Rota aérea é prioridade para agilizar o comércio
A criação de uma conexão aérea entre Campo Grande, Assunção e Iquique é uma das prioridades. O presidente da CDL-CG, Adelaido Vila, mencionou a montagem de um grupo de trabalho para definir como descobrir e trazer produtos do Chile para o Brasil. A presidente da FCDL-MS (Federação das Câmaras de Dirigentes Lojistas de Mato Grosso do Sul), Inês Santiago, reforçou que as tratativas para a rota aérea podem começar mesmo antes da conclusão da rota terrestre. “Já podemos começar os nossos negócios fomentando uma rota aérea e essa conexão importante com esses países”, disse Santiago.
Atualmente, já existe um voo entre Assunção e Iquique. O próximo passo, segundo Inês Santiago, é criar a ligação entre Campo Grande e a capital paraguaia. Essa articulação é crucial, pois, como o diretor da Aena em Mato Grosso do Sul, Usiel Vieira, aponta, um passageiro que sai de Iquique para Campo Grande hoje enfrenta quatro operações de voo, com escalas em Santiago e Guarulhos. Uma rota direta ou com uma única conexão facilitaria significativamente o fluxo de passageiros e mercadorias.
Governo do Chile vê a Rota Bioceânica como projeto estratégico
O governador de Tarapacá, José Miguel Carvajal Gallardo, participou da reunião e enfatizou o caráter estratégico da aproximação com o comércio sul-mato-grossense. “O projeto corredor bioceânico é o projeto latino-americano mais importante do ponto de vista geopolítico das últimas décadas”, afirmou Gallardo. Ele destacou a possibilidade de iniciar a conectividade aérea entre Campo Grande e Assunção, e de Assunção a Iquique, como uma das tratativas mais significativas da visita, abrindo também portas para intercâmbios de turismo.
A Aena, concessionária de aeroportos, já avalia a viabilidade dessa conexão internacional. Usiel Vieira expressou otimismo, afirmando que a expectativa é muito boa para tornar Campo Grande, conhecida como a “porta de entrada para o Mercosul”, ainda mais conectada.

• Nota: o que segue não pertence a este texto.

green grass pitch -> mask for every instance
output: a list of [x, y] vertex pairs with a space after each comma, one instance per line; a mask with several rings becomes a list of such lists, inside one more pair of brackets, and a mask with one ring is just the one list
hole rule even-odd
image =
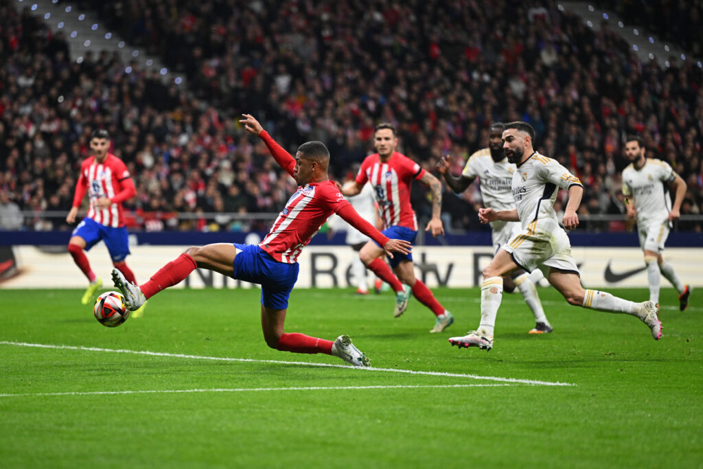
[[414, 299], [394, 319], [387, 293], [294, 290], [286, 330], [349, 335], [385, 368], [363, 370], [280, 363], [342, 362], [269, 349], [255, 289], [172, 290], [112, 329], [81, 291], [0, 290], [0, 465], [703, 467], [703, 294], [681, 313], [662, 290], [659, 342], [550, 288], [555, 331], [529, 335], [506, 294], [485, 352], [447, 342], [477, 326], [478, 290], [434, 293], [456, 316], [441, 334]]

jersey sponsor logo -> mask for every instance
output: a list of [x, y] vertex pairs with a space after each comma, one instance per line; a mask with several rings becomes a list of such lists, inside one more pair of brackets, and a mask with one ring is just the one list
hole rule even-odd
[[625, 271], [624, 272], [615, 273], [610, 269], [610, 261], [608, 261], [608, 264], [605, 266], [605, 272], [603, 274], [603, 278], [605, 278], [605, 281], [609, 283], [617, 283], [619, 281], [625, 280], [628, 277], [631, 277], [633, 275], [637, 275], [640, 272], [645, 270], [647, 270], [647, 266], [638, 267], [637, 269], [633, 269], [632, 270]]

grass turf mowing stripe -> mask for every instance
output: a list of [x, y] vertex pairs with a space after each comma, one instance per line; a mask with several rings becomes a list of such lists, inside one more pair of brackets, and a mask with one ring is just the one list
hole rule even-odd
[[209, 390], [150, 390], [138, 391], [78, 391], [75, 392], [26, 392], [22, 394], [0, 394], [0, 397], [25, 397], [32, 396], [92, 396], [113, 394], [160, 394], [183, 392], [246, 392], [257, 391], [325, 391], [335, 390], [395, 390], [420, 388], [457, 388], [457, 387], [498, 387], [515, 386], [512, 384], [474, 384], [474, 385], [395, 385], [389, 386], [307, 386], [293, 387], [234, 387], [214, 388]]
[[575, 386], [569, 383], [559, 383], [551, 381], [538, 381], [536, 380], [522, 380], [516, 378], [501, 378], [498, 376], [481, 376], [479, 375], [468, 375], [458, 373], [445, 373], [443, 371], [417, 371], [414, 370], [403, 370], [393, 368], [374, 368], [373, 366], [349, 366], [349, 365], [335, 365], [326, 363], [311, 363], [307, 361], [287, 361], [284, 360], [257, 360], [254, 359], [237, 359], [226, 356], [202, 356], [200, 355], [187, 355], [185, 354], [169, 354], [162, 352], [149, 352], [148, 350], [125, 350], [120, 349], [101, 349], [94, 347], [76, 347], [73, 345], [53, 345], [51, 344], [30, 344], [23, 342], [0, 341], [0, 345], [12, 345], [15, 347], [33, 347], [44, 349], [61, 349], [65, 350], [82, 350], [84, 352], [106, 352], [120, 354], [133, 354], [136, 355], [149, 355], [152, 356], [167, 356], [171, 358], [184, 358], [195, 360], [215, 360], [220, 361], [243, 361], [248, 363], [272, 363], [283, 365], [302, 365], [304, 366], [324, 366], [328, 368], [344, 368], [365, 371], [385, 371], [389, 373], [403, 373], [411, 375], [425, 375], [427, 376], [447, 376], [451, 378], [470, 378], [475, 380], [488, 380], [501, 383], [515, 383], [524, 385], [538, 385], [541, 386]]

Conforme o Campo Grande NEWS checou, a região de Tarapacá, no Chile, vê a Rota Bioceânica como uma oportunidade ímpar para o desenvolvimento econômico e geopolítico. A integração proposta pode redefinir os fluxos comerciais na América do Sul, posicionando Mato Grosso do Sul como um hub logístico e de distribuição de produtos para todo o Brasil. As informações foram divulgadas pelo Campo Grande NEWS.
A iniciativa de articular voos e um plano para o fornecimento de produtos através da Rota Bioceânica demonstra a visão de futuro dos lojistas de Campo Grande. A expectativa é que essa integração traga ganhos significativos, reduzindo custos e diversificando o acesso a bens de consumo para a população do estado. A colaboração entre entidades empresariais, autoridades chilenas e a Aena é fundamental para o sucesso desta ambiciosa estratégia, que pode impulsionar o comércio e o turismo na região. Conforme o Campo Grande NEWS apurou, o foco está em criar um ecossistema comercial robusto e eficiente, explorando ao máximo o potencial da América do Sul.